Wall Street may not agree, but AMD's AI business will soar (Part-2) .

Nvidia dominates the AI chip industry with around 80% dominance. AMD is anticipated to capture 15%–25% of the AI chip market in 2024. However, several variables might help AMD gain market share in AI chips.

AMD may buy a large amount of Taiwan Semiconductor Manufacturing's sophisticated packaging capability to create more AI chips, according to DigiTimes.

AMD may have half of TSMC's advanced packaging capacity in 2024, according to the Taiwanese daily. AMD may control a third of TSMC's AI chip production if that's true.

Second, AMD might cover the AI chip supply gap if it produces enough this year. Nvidia's AI processors apparently have a 9–12-month wait. AMD's flagship MI300X CPU can compete with Nvidia's, thus users searching for rapid AI gear may choose AMD.

Raymond James analyst Srini Pajjuri expects AMD to supply 250,000–500,000 MI300 Instinct data center CPUs this year. AMD hasn't announced the pricing of its latest AI chips, but it may have priced them inexpensively to compete with Nvidia's flagship H100 processor, which costs between $25,000 and $40,000 depending on configuration.

Raymond James estimates that AMD could earn $6.25 billion from this market if it sells 250,000 H100 AI processors at $25,000, the lowest end of its pricing range.
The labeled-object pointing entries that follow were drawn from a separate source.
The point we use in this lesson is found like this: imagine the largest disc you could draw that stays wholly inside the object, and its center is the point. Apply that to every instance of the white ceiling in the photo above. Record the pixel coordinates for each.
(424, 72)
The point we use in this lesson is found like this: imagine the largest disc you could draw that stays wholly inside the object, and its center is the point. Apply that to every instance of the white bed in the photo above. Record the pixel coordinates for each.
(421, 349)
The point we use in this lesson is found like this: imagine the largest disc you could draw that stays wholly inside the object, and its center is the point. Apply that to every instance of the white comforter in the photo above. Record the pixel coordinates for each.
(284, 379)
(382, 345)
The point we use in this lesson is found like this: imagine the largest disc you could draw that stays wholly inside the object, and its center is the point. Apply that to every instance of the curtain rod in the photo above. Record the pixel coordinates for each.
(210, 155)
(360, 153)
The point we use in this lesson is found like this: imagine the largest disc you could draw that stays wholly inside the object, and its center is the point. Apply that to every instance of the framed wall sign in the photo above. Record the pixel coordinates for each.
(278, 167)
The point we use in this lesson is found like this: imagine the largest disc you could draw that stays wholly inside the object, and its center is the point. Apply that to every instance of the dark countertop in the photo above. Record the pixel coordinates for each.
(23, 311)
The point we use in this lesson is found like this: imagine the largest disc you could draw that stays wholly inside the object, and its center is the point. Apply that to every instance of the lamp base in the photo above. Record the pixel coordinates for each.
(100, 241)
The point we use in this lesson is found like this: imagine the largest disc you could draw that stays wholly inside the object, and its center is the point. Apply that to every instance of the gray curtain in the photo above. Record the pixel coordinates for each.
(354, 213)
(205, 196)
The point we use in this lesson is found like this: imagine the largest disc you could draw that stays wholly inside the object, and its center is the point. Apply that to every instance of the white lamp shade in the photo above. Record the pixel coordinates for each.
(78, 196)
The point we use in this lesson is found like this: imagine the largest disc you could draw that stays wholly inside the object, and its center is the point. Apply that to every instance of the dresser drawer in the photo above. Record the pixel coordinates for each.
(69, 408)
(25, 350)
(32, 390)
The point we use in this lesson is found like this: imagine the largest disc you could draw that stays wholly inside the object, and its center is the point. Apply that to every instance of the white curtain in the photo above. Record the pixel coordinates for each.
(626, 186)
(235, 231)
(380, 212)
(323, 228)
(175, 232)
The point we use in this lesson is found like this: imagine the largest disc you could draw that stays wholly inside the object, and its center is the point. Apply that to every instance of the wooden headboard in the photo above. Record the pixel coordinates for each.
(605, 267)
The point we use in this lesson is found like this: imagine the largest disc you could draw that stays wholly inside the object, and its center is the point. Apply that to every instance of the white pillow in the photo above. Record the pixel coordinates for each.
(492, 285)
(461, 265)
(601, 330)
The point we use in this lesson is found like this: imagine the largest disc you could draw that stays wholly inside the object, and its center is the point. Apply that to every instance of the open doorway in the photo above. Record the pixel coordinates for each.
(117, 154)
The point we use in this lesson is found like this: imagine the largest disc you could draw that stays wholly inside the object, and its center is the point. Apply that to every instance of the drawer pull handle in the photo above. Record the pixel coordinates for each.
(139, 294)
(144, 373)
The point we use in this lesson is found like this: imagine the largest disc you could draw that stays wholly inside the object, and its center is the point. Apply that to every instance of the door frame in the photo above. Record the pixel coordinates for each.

AMD's data center GPU sales might reach $12.5 billion based on Raymond James' increased shipping projection.

AMD may have played it safe with its AI-related revenue projection for the year. As it gets more supply and more client commitments to install its AI processors, the business may raise its AI revenue guidance during the year.

AMD's 2023 revenue fell 4% to $22.7 billion. Only $400 million came from AI chip sales. Given the huge increase in AI revenue, AMD may be able to expand faster than Wall Street expects this year, which may help this tech company maintain its climb.